Le courrier reste le plus sûr moyen d'entrer en contact avec le monde extérieur. Pourtant, là encore, les obstacles administra­tifs ne manquent pas, à commencer par la censure, qui retarde la remise effec­tive de la correspondance d'au moins une semaine. La censure n’est véritablement opérationnelle qu’à partir du 1er janvier 1941. Jusqu’alors, il est encore possible pour les internés de témoigner de leurs misérables conditions de vie au camp, ce qui explique certaines lettres reproduites dans la presse nord-américaine ou suisse. Ensuite, cela devient à peu près impossible, sauf à employer un langage crypté. Au même moment est imposée la règle des lettres hebdoma­daires maximum, qui limite encore davantage les possibilités de contacts. Enfin et surtout, courant 1941, l’emploi des cartes de correspondance, pré-timbrées et partiellement rédigée, devient obligatoire.

Malgré ces contraintes, le trafic postal de Gurs est considérable. Son volume global en fait le troisième centre du département, après Pau et Bayonne.
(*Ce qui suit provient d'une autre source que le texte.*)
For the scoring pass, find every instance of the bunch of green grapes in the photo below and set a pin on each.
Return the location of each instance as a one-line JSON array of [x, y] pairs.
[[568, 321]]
Le nombre des courriers quotidiens (départ et arrivée) avoisine 5 000 en octobre-décembre 1940, pour fluc­tuer ensuite entre 2 000 et 3 000.

Encore ne s'agit-il là que du courrier acheminé par le canal officiel de la poste du camp. Car des filières clandestines, qui présentent l'avantage d'éviter la censure et les autres contraintes administratives, fonctionnent parallèlement, en particulier par l'intermédiaire des délégués des Œuvres, des travailleurs étrangers du 182ème GTE ou du personnel français. Il semble même qu'un véritable réseau d'ache­minement du courrier ait fonctionné en 1941 et 1942, organisé autour de Jeanne Merle d'Aubigné, responsable du Secours protestant, et Ruth Lambert, déléguée de l'OSE.

Au total, le bilan des rapports avec le monde extérieur est des plus réduits. Les visites et les permissions sont exceptionnelles. Le courrier ne sau­rait contenir la moindre allusion aux rigueurs de la vie du camp. Les autres possibilités de contact sont nulles. Rappelons que la troupe d'Alfred Nathan a toujours été confinée dans les îlots, malgré les propositions qui lui étaient faites par les municipa­lités des environs. Toute somme d'argent des­tinée à un interné doit être obligatoirement versée sur le compte de l'intendant du camp, ce qui entraine un tarissement presque total des envois de fonds, du moins par le canal officiel.

C’est pourquoi, il est compréhensible que les rares survivants de cette période affirment que le ghetto de Gurs n'était pas moins her­métique que certains autres, officiels, instaurés en Europe centrale.